Pages

Friday, October 28, 2011

Gamer's Carpe Diem


Food for worms!
Seize the day while you're young, see that you make use of your time... Because we're food for worms, lads!
--Robin Williams, Dead Poets Society

I had the chance to see The Dead Poets Society again recently; I love that scene before the school trophy case - Robin Williams is like, What's the difference between you and all those faces looking out at you in the trophy case?  They're all dead, pushing up daffodils.  Now get out there and do something extraordinary before you're in the trophy case, too.

I'm one of those English and classics majors that backed into the information technology world from the other way, management first, technology later.  But I have that liberal arts background just under the covers, permeating my brain with two thousand years of thought.  And quotes.  There are many on this theme.  Gather ye rosebuds while ye may.  Had we but world enough, and time.  But lest you get deluded into believing the answer is to build something lasting, there are the words on the base of  Shelley's statue in the desert to remind us of the futility:

My name is Ozymandias, King of Kings:
Look on my works, ye mighty, and despair!


If you could only play one more game, what would it be?

My concern with the carpe diem train of thought is drawing the right conclusion.  I could get hit by a bus tomorrow, so why am I worried about a mortgage, going to work, credit card payments, or anything that plans for a long term future?  Hmmm.  That doesn't seem very practical.

I don't know that going out there and being a conqueror in your chosen arena is so worthwhile, either; impermanence is the order of the day.  Poor Ozymandias now rules a barren desert.  We are such stuff as dreams are made on, our little life is rounded with a sleep.

But the idea that time is precious - don't waste it because you're not going to live forever;  I can get behind that sentiment.  Sitting down to play your favorite game with your regular group of players, that's something to cherish.  Make the most of it.  There will be a day when not everyone will make it back to the table, right?

Why are you playing a game system you hate, or a boring campaign, or putting up with mediocrity?  Don't wait for the future to try something new.  Maybe the Gamer Attention Deficit Disorder that keeps derailing your ideas and pushing you to change up your campaign is generated out of these subconscious mortal thoughts:  My time is wasting.

My opinion of the Gamer ADD might be changing;  rather than unruly thoughts to be mastered, it could all be intimations of transience.  For myself, I've sold off tons of games the past few years, systems that I'd never run, niches that no longer appealed, or games that just weren't as good as original D&D.  You start to wonder as a DM, just how many more campaigns will I actually run?

This is why I'll never play an MMO, and gave up playing any kind of video game.  If I'm going to play something, it's going to be around a table, surrounded by friends, munching on chips, having a few laughs, a few scares, building a story together, and rolling some dice.  Making memories, transient though they be.

This is a good time for thoughts of the "Memento Mori".  The air is growing chill, the leaves are turning, horror movies are on the TV, and everywhere we see cemeteries, ghosts, ghouls, and the signs of Halloween and preparations for Hallowmas.

Happy Halloween!  Make sure your next game is excellent.

5 comments:

  1. Isn't the reason we write our blogs so that we attain a degree of immortality?

    I know what you mean, though.

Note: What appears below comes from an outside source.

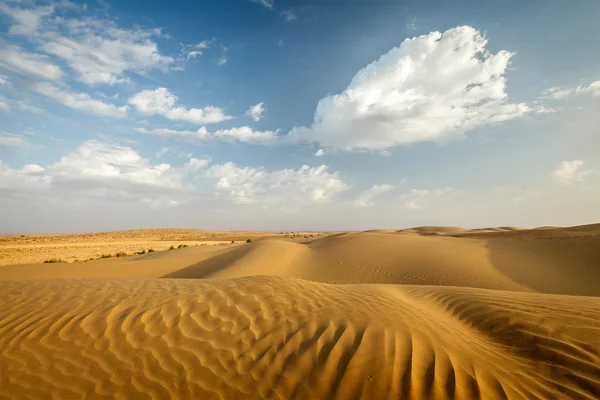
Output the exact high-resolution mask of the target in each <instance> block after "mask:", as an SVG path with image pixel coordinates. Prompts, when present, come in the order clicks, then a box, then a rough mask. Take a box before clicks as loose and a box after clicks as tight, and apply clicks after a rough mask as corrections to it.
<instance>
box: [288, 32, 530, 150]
mask: <svg viewBox="0 0 600 400" xmlns="http://www.w3.org/2000/svg"><path fill="white" fill-rule="evenodd" d="M486 45H487V39H486V38H485V37H484V36H483V35H482V34H481V33H480V32H478V31H477V30H476V29H474V28H472V27H469V26H460V27H456V28H452V29H449V30H448V31H446V32H444V33H440V32H431V33H430V34H428V35H423V36H420V37H416V38H412V39H406V40H405V41H404V42H403V43H402V44H401V45H400V46H399V47H396V48H393V49H392V50H390V51H389V52H388V53H386V54H384V55H383V56H381V57H380V58H379V60H377V61H375V62H373V63H371V64H370V65H368V66H366V67H365V68H363V69H362V70H360V71H359V72H358V73H357V74H356V75H355V76H354V78H353V79H352V81H351V83H350V85H349V86H348V87H347V88H346V90H344V91H343V92H342V93H340V94H336V95H331V96H327V97H325V98H323V99H322V100H320V101H319V104H318V105H317V108H316V111H315V115H314V123H313V125H312V126H311V127H310V128H304V127H303V128H295V129H294V130H293V131H292V132H291V135H292V136H297V137H298V138H303V139H304V140H310V141H317V142H319V143H320V144H321V145H322V146H323V147H336V148H343V149H347V150H352V149H371V150H377V149H378V150H381V149H386V148H390V147H394V146H399V145H407V144H410V143H415V142H422V141H435V140H440V139H444V138H448V137H454V136H460V135H462V134H464V133H465V132H468V131H470V130H472V129H474V128H477V127H481V126H485V125H488V124H492V123H497V122H501V121H507V120H510V119H513V118H518V117H521V116H523V115H525V114H526V113H527V112H529V111H530V108H529V107H528V106H527V105H526V104H522V103H518V104H515V103H510V102H509V101H508V99H507V94H506V71H507V69H508V67H509V63H510V59H511V57H512V56H513V53H510V52H508V51H505V50H501V51H499V52H497V53H492V52H491V51H489V50H488V49H487V48H486Z"/></svg>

I keep coming up with ideas for campaigns and the like, but then it hits me that I might never run them, as time is ticking. So instead, I focus on the ones I'm already running or playing in, and rejoice that I am.

    ReplyDelete
  2. If I remember correctly, the Horace poem the line actually comes from is also largely about not trying to know the future. His lover has been using astrology to see what lies ahead, and he tells it's better to deal with it when it comes and enjoy life now.

    A similar sentiment, though more obviously stoic in the philosophical sense.

    ReplyDelete
  3. Yeah, I have a lot of cool game ideas that never hit the table because I know they compete with what I am already doing. "Do you want to do THIS GAME more than THAT GAME? Because the choice is very real, not hypothetical."

    I used to have lots and lots of irons in the fire, with a dizzying whirl between campaigns. I've narrowed that down to three, two of which are open table--so one serious campaign.

    You want to add what variety you can, but not at the expense of going into a game deeply.

    ReplyDelete
  4. Yeah, that's true - you can become selective about your projects, or you can treat everything like the buffet table and not get too committed into one thing.

    @Evan - yeah, the original Horace kind of gets lost in the popular translation, seize the day, which sounds a bit like "soldier, take that hill over yonder."

    "Be in the moment" is nice and has a zen quality, but I take the most meaning assigning "don't waste your time doing something you don't want to be doing" - because you're not getting that moment back.

    ReplyDelete
  5. Great post. I adore pretty much every sentence that has ever flowed from the pen of Jack Vance, but perhaps my favourite comes at the end of Maske: Thaery, and it goes thusly:

    "While we are alive we should sit among colored lights and taste good wines, and discuss our adventures in far places; when we are dead, the opportunity is past."